“We can only touch upon the comparatively minor characters. Lady Victoria Gwynne, half great lady, half libertine, is perhaps the only failure. The whole execution is carried as far as anything that Mrs. Atherton has yet attempted.”
| + + − | Lond. Times. 6: 341. N. 8, ’07. 1090w. |
“That Mrs. Atherton’s manner at times is somewhat rough cannot be denied. Thoughtful she is, and in a way penetrating, though quite without subtlety and grasping things more violently than is always to the taste of the over sensitive.”
| + − | Nation. 85: 377. O. 24, ’07. 480w. |
“Clever dialogue, sharp analysis, and unexpected turns of plot place it in Mrs. Atherton’s best vein.”
| + | N. Y. Times. 12: 653. O. 19, ’07. 40w. |
“Most of the characters ... have one phase in common.
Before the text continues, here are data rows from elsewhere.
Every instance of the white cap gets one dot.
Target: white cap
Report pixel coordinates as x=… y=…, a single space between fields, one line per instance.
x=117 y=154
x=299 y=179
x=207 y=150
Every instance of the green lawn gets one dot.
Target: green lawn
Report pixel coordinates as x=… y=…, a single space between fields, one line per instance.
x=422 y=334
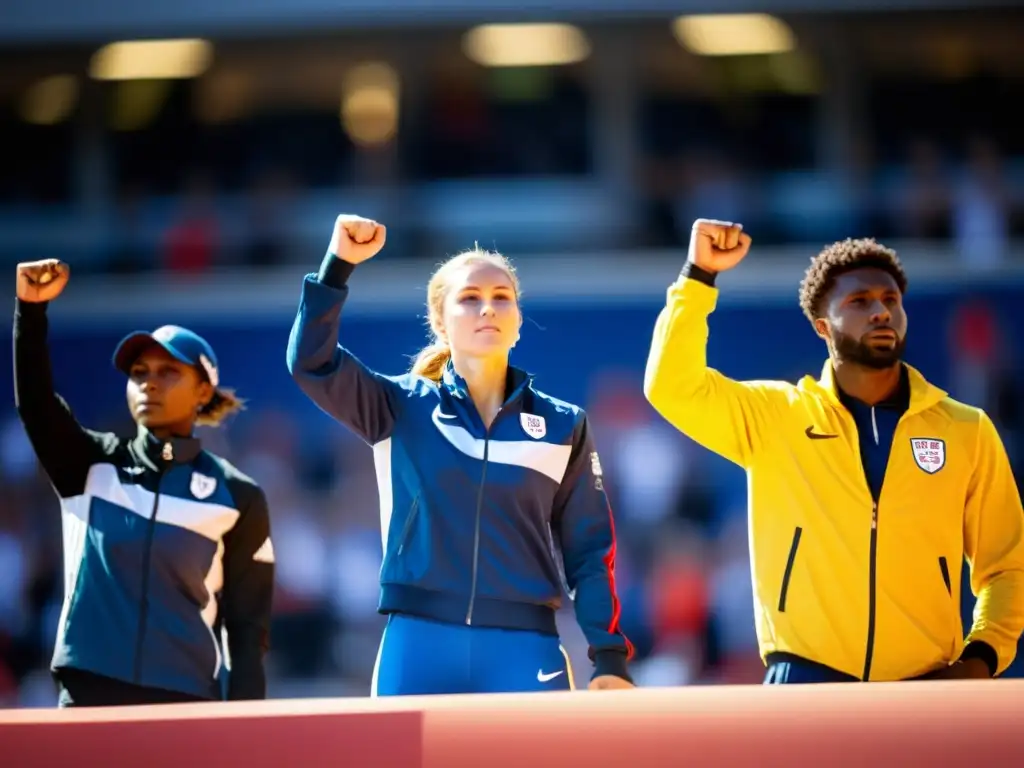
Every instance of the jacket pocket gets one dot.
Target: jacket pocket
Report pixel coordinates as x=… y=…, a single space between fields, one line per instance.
x=944 y=567
x=788 y=568
x=407 y=529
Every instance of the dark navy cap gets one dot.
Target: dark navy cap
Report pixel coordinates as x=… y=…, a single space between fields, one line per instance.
x=181 y=343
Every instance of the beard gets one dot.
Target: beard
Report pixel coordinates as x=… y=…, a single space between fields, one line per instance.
x=857 y=351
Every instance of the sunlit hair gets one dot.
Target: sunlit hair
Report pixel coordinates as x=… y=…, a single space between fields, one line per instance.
x=431 y=360
x=841 y=257
x=223 y=403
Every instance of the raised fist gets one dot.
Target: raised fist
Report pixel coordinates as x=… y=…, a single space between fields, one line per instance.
x=717 y=246
x=41 y=281
x=355 y=240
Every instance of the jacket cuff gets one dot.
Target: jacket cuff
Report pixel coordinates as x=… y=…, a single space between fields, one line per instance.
x=335 y=272
x=31 y=308
x=611 y=662
x=984 y=651
x=700 y=274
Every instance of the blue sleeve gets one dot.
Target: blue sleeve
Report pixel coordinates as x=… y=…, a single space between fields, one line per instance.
x=331 y=376
x=587 y=532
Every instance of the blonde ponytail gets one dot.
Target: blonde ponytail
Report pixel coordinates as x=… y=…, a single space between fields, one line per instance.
x=431 y=360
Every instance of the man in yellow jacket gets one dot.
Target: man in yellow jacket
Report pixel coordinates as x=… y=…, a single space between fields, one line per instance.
x=867 y=486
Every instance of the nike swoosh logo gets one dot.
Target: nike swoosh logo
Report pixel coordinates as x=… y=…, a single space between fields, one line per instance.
x=543 y=678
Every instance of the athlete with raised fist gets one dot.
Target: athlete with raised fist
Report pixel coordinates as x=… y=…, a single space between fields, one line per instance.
x=489 y=489
x=165 y=544
x=867 y=486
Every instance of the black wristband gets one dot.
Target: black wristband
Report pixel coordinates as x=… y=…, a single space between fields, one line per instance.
x=335 y=272
x=700 y=274
x=984 y=651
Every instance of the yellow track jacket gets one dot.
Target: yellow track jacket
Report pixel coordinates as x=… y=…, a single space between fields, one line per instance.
x=869 y=591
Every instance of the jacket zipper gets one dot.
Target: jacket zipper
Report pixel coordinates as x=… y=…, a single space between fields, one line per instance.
x=476 y=528
x=479 y=502
x=143 y=607
x=871 y=576
x=872 y=564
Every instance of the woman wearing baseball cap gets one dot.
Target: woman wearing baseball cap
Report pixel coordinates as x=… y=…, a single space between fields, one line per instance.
x=167 y=546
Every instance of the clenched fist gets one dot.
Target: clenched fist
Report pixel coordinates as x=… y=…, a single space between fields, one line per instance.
x=41 y=281
x=355 y=240
x=717 y=246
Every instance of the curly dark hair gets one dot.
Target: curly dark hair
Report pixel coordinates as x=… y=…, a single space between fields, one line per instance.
x=841 y=257
x=223 y=403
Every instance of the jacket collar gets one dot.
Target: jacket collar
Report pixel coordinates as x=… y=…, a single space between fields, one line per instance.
x=924 y=394
x=517 y=381
x=158 y=454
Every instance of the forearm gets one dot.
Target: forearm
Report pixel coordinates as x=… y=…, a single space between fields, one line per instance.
x=248 y=677
x=998 y=620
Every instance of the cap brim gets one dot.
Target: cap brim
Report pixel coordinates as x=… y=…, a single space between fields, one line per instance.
x=131 y=346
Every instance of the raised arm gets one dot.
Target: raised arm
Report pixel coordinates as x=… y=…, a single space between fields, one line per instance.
x=725 y=416
x=330 y=375
x=64 y=448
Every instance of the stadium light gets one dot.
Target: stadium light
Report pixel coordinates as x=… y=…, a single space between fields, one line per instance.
x=152 y=59
x=370 y=103
x=733 y=34
x=525 y=44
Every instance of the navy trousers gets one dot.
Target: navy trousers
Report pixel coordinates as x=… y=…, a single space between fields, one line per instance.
x=419 y=656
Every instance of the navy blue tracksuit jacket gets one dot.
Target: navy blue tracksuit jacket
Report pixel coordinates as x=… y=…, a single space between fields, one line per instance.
x=478 y=525
x=166 y=547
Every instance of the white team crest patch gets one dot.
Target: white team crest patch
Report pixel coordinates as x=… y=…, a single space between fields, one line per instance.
x=202 y=486
x=535 y=426
x=265 y=552
x=929 y=453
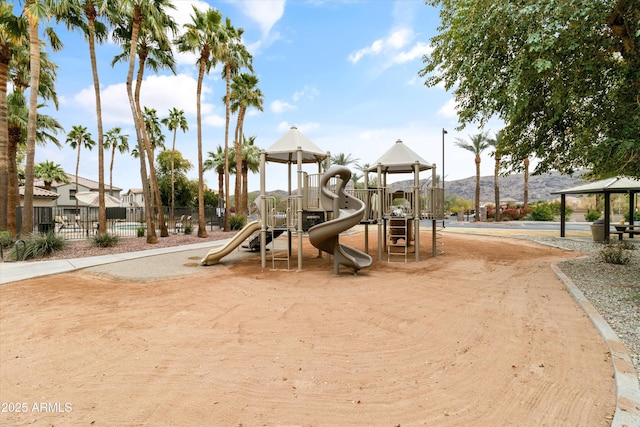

They are self-conscious and analytical. They see themselves, as it were, in a mirror, and it is with their eyes fixed on the reflection that they move. It is, then, the thinker in her reader that Mrs. Atherton arouses. Her descriptive powers are strong and individual. She gives us pictures of London, of San Francisco, and of the death throes of that city vivid as paintings, startling as a vitascope. She is not so happy in conveying an effect of the cataclysm on the people. They remain too self-conscious, they converse too much, they see themselves experiencing the experience.”
| + − | N. Y. Times. 12: 676. O. 26, ’07. 1120w. |
“If only her technique of construction equalled her frank and clear-eyed understanding of human nature she might be unhesitatingly placed very high among the exponents of the best realism.” Frederic Taber Cooper.